Kubernetes Security: The Two-Question Test
As we approach KubeConEU 2023, it’s useful to look back at all the progress that’s been made with Kubernetes since the original KubeCon in 2015. We’ve seen the project mature over 26 releases. We’ve seen new functionality added (StatefulSets, Operators, ClusterAPI, etc.), new extensibility added (e.g. CRDs, CRI, CNI, CSI, etc.) and the ecosystem around Kubernetes has exploded in so many ways. From the humble beginnings of a few engineers at Google trying to build a variant of Borg that could be used by open communities to the tens of thousands of people that have attended KubeCon events over the years, it’s been incredible to watch the Kubernetes community grow.
And even with all that growth, there’s one question that always seems to confuse people that come to Kubernetes from other technology domains – “Why doesn’t Kubernetes include [XYZ technology] in the platform?” And the [XYZ technologies] discussions always focus on a few areas:
- A complete security solution
- A complete developer experience
- A life cycle management framework for the applications and code.

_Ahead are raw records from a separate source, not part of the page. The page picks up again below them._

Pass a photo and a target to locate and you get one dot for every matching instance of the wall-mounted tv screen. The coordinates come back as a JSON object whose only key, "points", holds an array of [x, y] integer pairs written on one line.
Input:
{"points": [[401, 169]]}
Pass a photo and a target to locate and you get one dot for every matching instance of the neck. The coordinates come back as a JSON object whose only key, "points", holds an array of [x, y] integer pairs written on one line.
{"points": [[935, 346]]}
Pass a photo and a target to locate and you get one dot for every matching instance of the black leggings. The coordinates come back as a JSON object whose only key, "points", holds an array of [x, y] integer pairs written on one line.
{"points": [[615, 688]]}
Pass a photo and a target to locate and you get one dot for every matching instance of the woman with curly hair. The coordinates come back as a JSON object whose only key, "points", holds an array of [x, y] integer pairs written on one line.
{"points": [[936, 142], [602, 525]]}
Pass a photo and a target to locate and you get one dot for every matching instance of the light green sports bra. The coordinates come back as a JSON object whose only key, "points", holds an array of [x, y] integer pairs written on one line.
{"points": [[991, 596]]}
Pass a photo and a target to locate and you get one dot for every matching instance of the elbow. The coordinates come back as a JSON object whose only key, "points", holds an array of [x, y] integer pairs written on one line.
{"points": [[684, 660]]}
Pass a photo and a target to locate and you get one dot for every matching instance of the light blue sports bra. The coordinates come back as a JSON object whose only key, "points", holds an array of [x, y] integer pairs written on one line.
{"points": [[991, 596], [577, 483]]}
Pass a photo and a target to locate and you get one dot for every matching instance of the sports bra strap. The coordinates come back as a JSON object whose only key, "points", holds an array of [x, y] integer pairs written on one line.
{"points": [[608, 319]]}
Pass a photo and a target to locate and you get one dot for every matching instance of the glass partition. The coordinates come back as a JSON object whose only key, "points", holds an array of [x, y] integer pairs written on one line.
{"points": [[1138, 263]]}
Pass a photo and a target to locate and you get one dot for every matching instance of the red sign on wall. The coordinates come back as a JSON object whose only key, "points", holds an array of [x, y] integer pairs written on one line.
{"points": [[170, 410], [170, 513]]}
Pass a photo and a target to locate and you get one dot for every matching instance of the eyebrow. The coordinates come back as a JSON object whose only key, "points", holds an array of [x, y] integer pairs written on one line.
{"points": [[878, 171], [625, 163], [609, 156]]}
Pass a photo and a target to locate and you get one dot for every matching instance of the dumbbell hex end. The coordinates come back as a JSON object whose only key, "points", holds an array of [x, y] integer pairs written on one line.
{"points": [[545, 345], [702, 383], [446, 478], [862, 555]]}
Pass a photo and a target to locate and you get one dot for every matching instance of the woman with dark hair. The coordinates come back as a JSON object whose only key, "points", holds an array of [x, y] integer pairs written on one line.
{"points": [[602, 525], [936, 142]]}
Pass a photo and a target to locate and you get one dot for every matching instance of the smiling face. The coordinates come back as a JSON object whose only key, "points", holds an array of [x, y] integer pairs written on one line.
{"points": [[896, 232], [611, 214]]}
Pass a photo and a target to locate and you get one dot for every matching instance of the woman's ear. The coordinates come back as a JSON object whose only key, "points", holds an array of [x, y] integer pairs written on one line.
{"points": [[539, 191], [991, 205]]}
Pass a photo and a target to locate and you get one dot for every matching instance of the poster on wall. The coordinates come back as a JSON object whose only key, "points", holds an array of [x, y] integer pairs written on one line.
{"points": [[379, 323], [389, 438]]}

These are fair questions to ask, but it’s useful to have some historical context to understand why the Kubernetes project explicitly chose not to include those functionalities. Before Kubernetes became a public project, the industry was working through integrated-stack projects with overly complex scope (e.g. OpenStack) or integrated-stack projects that were primarily driven by a single vendor (e.g. Cloud Foundry, Docker). Kubernetes chose to focus on including certain infrastructure platform capabilities and then to allow other projects to focus on technologies further up the stack. This allowed the project to stay focused on core platform capabilities while allowing the ecosystem to build interesting services that could run on top of the platform.

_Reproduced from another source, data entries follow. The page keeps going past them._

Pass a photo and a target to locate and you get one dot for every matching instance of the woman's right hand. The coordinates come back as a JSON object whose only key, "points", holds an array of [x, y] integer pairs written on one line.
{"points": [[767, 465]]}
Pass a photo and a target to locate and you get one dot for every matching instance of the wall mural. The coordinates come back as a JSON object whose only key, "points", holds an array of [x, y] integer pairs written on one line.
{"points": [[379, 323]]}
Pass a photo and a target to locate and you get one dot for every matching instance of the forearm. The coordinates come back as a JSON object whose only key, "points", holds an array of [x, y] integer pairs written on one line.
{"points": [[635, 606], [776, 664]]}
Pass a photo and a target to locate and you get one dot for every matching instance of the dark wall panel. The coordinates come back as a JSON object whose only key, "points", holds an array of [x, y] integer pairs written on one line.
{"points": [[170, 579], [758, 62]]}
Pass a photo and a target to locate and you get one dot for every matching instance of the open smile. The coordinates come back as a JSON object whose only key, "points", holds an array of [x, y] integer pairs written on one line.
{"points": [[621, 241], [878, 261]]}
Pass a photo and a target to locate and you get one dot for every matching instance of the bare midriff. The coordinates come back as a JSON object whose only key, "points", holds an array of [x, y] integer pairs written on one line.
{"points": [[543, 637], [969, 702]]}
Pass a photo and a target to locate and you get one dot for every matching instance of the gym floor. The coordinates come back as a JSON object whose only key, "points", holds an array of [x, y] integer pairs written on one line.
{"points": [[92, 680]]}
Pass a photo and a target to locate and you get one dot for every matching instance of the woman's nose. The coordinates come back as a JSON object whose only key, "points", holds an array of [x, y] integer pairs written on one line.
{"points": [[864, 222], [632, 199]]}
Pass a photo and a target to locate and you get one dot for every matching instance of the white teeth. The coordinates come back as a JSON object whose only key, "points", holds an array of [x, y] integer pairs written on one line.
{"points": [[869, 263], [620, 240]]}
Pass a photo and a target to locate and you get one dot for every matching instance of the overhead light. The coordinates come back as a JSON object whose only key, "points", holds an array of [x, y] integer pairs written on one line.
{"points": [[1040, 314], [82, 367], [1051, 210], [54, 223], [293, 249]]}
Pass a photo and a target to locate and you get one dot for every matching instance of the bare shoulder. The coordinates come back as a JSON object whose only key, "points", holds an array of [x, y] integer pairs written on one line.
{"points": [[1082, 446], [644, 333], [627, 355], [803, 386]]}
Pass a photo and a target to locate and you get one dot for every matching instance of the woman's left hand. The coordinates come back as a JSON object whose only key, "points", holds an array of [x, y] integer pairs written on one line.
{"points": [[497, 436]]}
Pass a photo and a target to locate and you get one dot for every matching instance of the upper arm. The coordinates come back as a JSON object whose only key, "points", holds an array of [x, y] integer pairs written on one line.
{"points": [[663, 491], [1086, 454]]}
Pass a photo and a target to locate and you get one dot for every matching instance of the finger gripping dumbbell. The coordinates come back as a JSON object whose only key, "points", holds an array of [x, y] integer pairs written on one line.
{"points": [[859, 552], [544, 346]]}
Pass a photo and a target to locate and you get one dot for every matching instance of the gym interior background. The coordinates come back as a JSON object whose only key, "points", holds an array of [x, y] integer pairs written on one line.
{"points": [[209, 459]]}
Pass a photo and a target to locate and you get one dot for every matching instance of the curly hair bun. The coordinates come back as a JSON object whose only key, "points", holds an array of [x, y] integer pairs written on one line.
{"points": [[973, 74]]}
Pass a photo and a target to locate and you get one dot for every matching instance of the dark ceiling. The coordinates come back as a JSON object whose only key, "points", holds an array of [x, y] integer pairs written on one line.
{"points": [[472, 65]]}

When looking at Kubernetes security, it does not include “a complete security solution” within the project. It does provide some security functionality as outlined in this 4Cs of Cloud Native security explainer – Kubernetes RBAC, PodSecuritySpec, Kubernetes Ingress with TLS, Network Policies, etc. When I speak with people and companies about Kubernetes and security, I tend to ask two questions:
- Do you run/operate Kubernetes?
- How do you secure the applications running on your Kubernetes clusters?
The reason I ask question one is to understand if they are part of the cloud platform team (or platform engineering) or if they are more focused on the applications before they are running in production. The latter would include teams responsible for container registries, CI/CD systems, code repositories, QA testing, etc.
The answer to that question also tells me if they are focused on things like cluster or multi-cluster deployments, identity management, automation, security, high availability, etc.
The reason I ask question two is to better understand how they think about security and how it can impact both the application teams and the cloud platform teams. Since Kubernetes doesn’t inherently include a complete security solution for the applications, this creates a situation where the application teams have a choice about how applications will be secured. By themselves, they could choose to embed distributed security code into each application or microservice. This has the advantage of allowing the application teams to control and own their application security. But it also has the disadvantage of forcing application teams to be security experts, to maintain security code instead of focusing on business logic and coordinate with other teams about how cross-application security will work. This added work on application teams can quickly become burdensome, especially if different teams choose to use different programming languages or don’t have well-established lines of communication in place to coordinate security architectures, protocols, policies, etc.
The alternative approach to security for applications running on Kubernetes is a service mesh, such as Istio. The service mesh provides a layer of network abstraction where security, high availability and observability can be embedded within each Kubernetes cluster. Within the service mesh, that distributed application logic can be programmed, through a series of policies, to offload application security to the network layer. This allows cloud platform teams to centrally manage security policies that can be applied to all applications.
While a service mesh can provide a wide range of capabilities for a Kubernetes cluster, the most commonly used is to enable a zero-trust security (ZTS) architecture. This means that identity management (authentication, authorization) and traffic encryption (e.g. mTLS) can be managed by the service mesh, simplifying day-to-day operations for application teams – they don’t even have to think about it.
And one of the most exciting things happening in the world of service mesh is the next-generation architecture for Istio, called Istio Ambient Mesh. Ambient Mesh significantly reduces the complexity and overhead of enabling security for Kubernetes environments. It enables ZTS by default on all nodes running in a Kubernetes cluster and reduces the computing overhead of running the mesh by up to 90%. And the best news is that it was recently merged into the main Istio project, part of the CNCF, which means that it gets the full support of that vibrant community of developers.
So if you’re looking for “a complete security solution” for Kubernetes, and you answered ‘yes’ to both of those questions, then Istio Ambient Mesh should be at the top of your list of things to explore this KubeCon season. Not only will your developers thank you, but you’ll be making security highly scalable for your Kubernetes applications.